Slowly he uncurled from the defensive position he'd drawn himself into and sat up. The darkness still surrounded him, impenetrable and endless, but now there was a single, short candle sitting in front of him. Its tiny flame cast what Daniel could see of himself in stark relief and threw a little island of light around him.

He stared at it hungrily, trembling hands on the ground on either side, so close he could feel its heat.

Only after several seconds did he realize he had no idea where the voice had come from.

"Wh... who's there?" he asked, trying to force the quavering from his voice. It didn't work.

Something chuckled. He couldn't say someone - no human had a voice like that. It boomed everywhere, like when Alexander spoke directly into his mind but a dozen times louder and more imposing.

"Don't you know me? After all this time?"

The chuckling came again, from everywhere and nowhere, and Daniel tried to shrink into the center of his little island of light. "Look at you," the voice boomed. "Finally out of places to run."
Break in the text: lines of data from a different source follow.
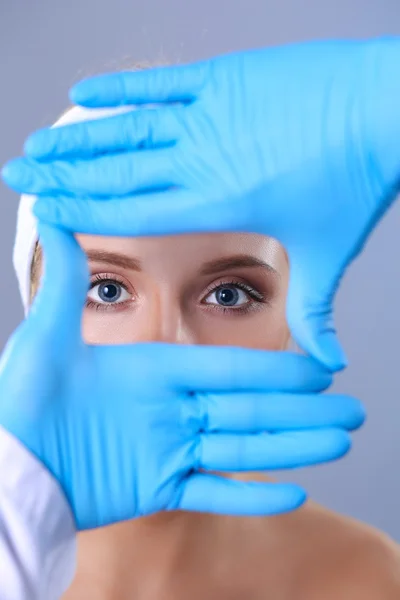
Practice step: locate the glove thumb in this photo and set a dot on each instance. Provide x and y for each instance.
(58, 306)
(310, 310)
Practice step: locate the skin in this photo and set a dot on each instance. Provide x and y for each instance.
(170, 295)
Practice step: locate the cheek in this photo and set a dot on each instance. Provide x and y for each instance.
(107, 329)
(266, 330)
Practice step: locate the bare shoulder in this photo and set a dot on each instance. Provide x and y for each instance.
(365, 563)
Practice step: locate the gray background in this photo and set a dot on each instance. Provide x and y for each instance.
(46, 45)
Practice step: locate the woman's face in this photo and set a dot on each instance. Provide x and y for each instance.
(218, 289)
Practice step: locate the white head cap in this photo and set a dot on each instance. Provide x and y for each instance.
(26, 235)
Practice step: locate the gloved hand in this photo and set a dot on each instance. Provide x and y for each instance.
(299, 142)
(126, 430)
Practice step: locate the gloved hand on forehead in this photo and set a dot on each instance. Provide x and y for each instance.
(299, 142)
(128, 430)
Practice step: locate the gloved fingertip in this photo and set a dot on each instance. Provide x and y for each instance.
(14, 174)
(34, 146)
(81, 93)
(330, 353)
(42, 209)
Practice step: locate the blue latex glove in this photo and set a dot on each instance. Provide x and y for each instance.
(300, 142)
(126, 430)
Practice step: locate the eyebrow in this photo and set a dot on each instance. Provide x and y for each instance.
(209, 268)
(114, 258)
(235, 262)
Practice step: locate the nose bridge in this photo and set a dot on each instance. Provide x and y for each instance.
(166, 318)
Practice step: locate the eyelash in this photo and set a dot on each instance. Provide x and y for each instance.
(254, 294)
(101, 278)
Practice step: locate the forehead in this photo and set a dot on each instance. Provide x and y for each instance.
(190, 249)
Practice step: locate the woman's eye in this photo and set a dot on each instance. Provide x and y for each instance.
(228, 296)
(108, 292)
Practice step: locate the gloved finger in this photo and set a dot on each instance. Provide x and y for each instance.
(161, 84)
(165, 213)
(208, 493)
(269, 451)
(101, 177)
(145, 128)
(309, 308)
(275, 412)
(232, 369)
(57, 308)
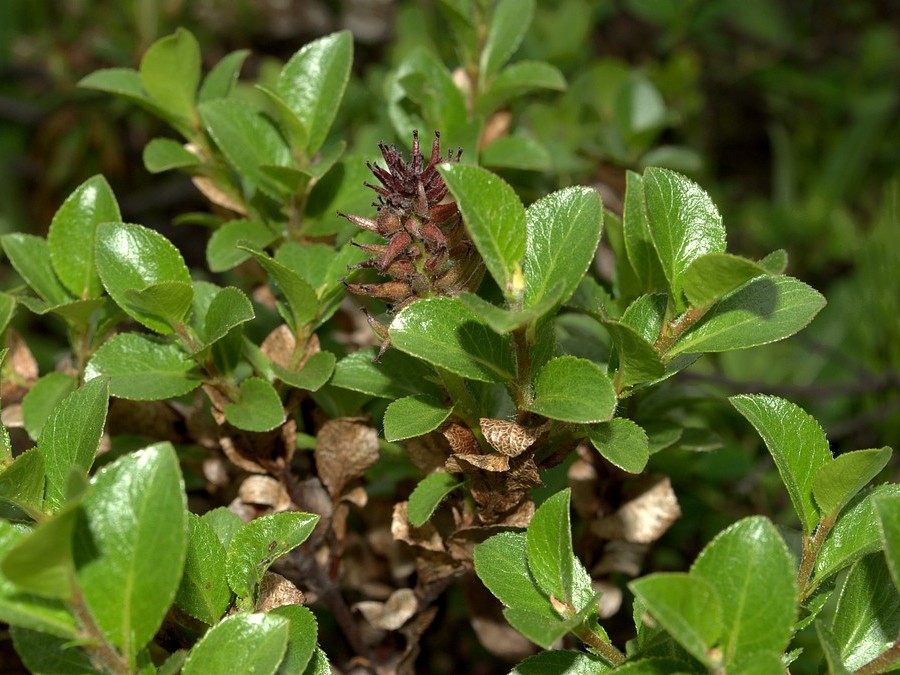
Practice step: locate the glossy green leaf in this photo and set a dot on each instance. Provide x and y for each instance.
(300, 296)
(204, 592)
(562, 234)
(396, 375)
(128, 565)
(261, 542)
(855, 534)
(413, 416)
(241, 644)
(135, 257)
(164, 154)
(623, 443)
(867, 618)
(797, 444)
(30, 257)
(260, 407)
(220, 81)
(685, 606)
(72, 233)
(42, 398)
(443, 332)
(683, 224)
(572, 389)
(714, 275)
(761, 311)
(248, 139)
(838, 481)
(312, 84)
(71, 437)
(428, 495)
(495, 218)
(751, 570)
(551, 560)
(222, 252)
(142, 368)
(170, 72)
(301, 639)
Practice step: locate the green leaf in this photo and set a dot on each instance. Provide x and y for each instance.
(495, 218)
(685, 606)
(572, 389)
(312, 84)
(396, 375)
(163, 154)
(746, 563)
(562, 234)
(135, 257)
(220, 81)
(855, 534)
(683, 223)
(867, 618)
(170, 72)
(142, 368)
(838, 481)
(260, 407)
(71, 437)
(204, 592)
(443, 332)
(222, 252)
(623, 443)
(797, 444)
(429, 493)
(413, 416)
(300, 296)
(301, 639)
(761, 311)
(551, 560)
(248, 139)
(887, 509)
(261, 542)
(241, 644)
(128, 564)
(72, 233)
(508, 26)
(42, 398)
(30, 257)
(714, 275)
Daniel started trembling. He crossed his arms over his chest, trying to force the tremors away, but they wouldn't go. the voice. He knew that voice. He'd never heard it speak, but he heard it roaring, echoing behind him so many times today.

"How can you be talking?" he asked. "I'm... I'm dead. I've been killed. That's it, and this is all in my head-"

"One right and one wrong," the voice growled inches from Daniel's ear. He jumped away and spun, but only more darkness greeted his eyes. The voice continued, coming closer word by word to Daniel's new location. "Dead? No. But this *is* all in your head." The speaker - the Shadow - circled around behind him, talking conversationally. "Did you think I was coming after you to kill you?"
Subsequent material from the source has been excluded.